Aberrations were originally exported for a maximum round pupil, in the pupil plane, in the form of Zernike coefficients, C(n,m), where n is the radial order of the polynomials and m the azimuthal frequency according to the standards.Citation25,Citation41 The following values were exported for low-order: oblique astigmatism C(2,−2), spherical defocus C(2,0), and vertical astigmatism C(2,2); and for HOAs up to the fourth order: oblique trefoil C(3,−3), vertical coma C(3,−1), horizontal coma C(3,1), horizontal trefoil C(3,3), oblique quatrefoil C(4,−4), oblique secondary astigmatism C(4,−2), spherical aberration C(4,0), vertical secondary astigmatism C(4,2), and vertical quatrefoil C(4,4).

Under scotopic illumination conditions and during accommodation stimulation, variations in pupil diameter occur. To proper comparison among measurements, Zernike coefficients obtained for each accommodative demand were rescaled to a common pupil diameter of 4 mm. This rescaling was achieved using a custom-made Matlab code (R2022b, Mathworks, MA, USA), following the rescaling equation proposed by Visser et al.Citation12

Data analysis

After preparing the raw data as explained, Microsoft Excel (Microsoft Office Excel 2016, Microsoft Corporation) was used to analyse and condense the Zernike coefficients. Statistical analysis was performed using SPSS version 28.0.1.0 (SPSS 28, SPSS Inc., IBM Corporation, Somers, New York, USA). Intrasession repeatability was assessed for every Zernike coefficient up to the fourth order at each accommodative stimulus. In order to do it, these parameters were evaluated:Citation42

  • Within-eye repeatability (Sw) was obtained by calculating the variance of the measurements, which were obtained by squaring the standard deviation of the measurements for each subject. The individual variances were then averaged, and the square root taken to give within-eye repeatability.

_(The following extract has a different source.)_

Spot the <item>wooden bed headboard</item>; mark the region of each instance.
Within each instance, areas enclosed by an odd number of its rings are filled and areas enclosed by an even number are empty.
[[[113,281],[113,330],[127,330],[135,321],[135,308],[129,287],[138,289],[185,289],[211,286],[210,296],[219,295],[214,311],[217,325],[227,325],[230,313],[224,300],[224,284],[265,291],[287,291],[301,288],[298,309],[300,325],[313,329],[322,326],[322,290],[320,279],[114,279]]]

  • The coefficient of repeatability (CR), also known as the reliability coefficient or reproducibility coefficient, is a statistical measure that assesses the agreement or consistency of repeated measurements made on the same individual or item under similar conditions. It is especially useful in research studies and clinical measurements where it is desired to determine the reliability of an instrument or measurement method. The CR is the range that contains 95% of repeated measurements and was calculated by multiplying the within-eye repeatability by 2.77 (representing 2 × 1.96) as described by Bland and Altman.Citation43

  • The coefficient of variation (CV) is a relative measure of dispersion used to compare the variability between different data sets. CV was calculated by dividing the Sw by the average of the measurement value. This gives the ratio of repeatability relative to the measurements taken, with a lower number indicating less variation.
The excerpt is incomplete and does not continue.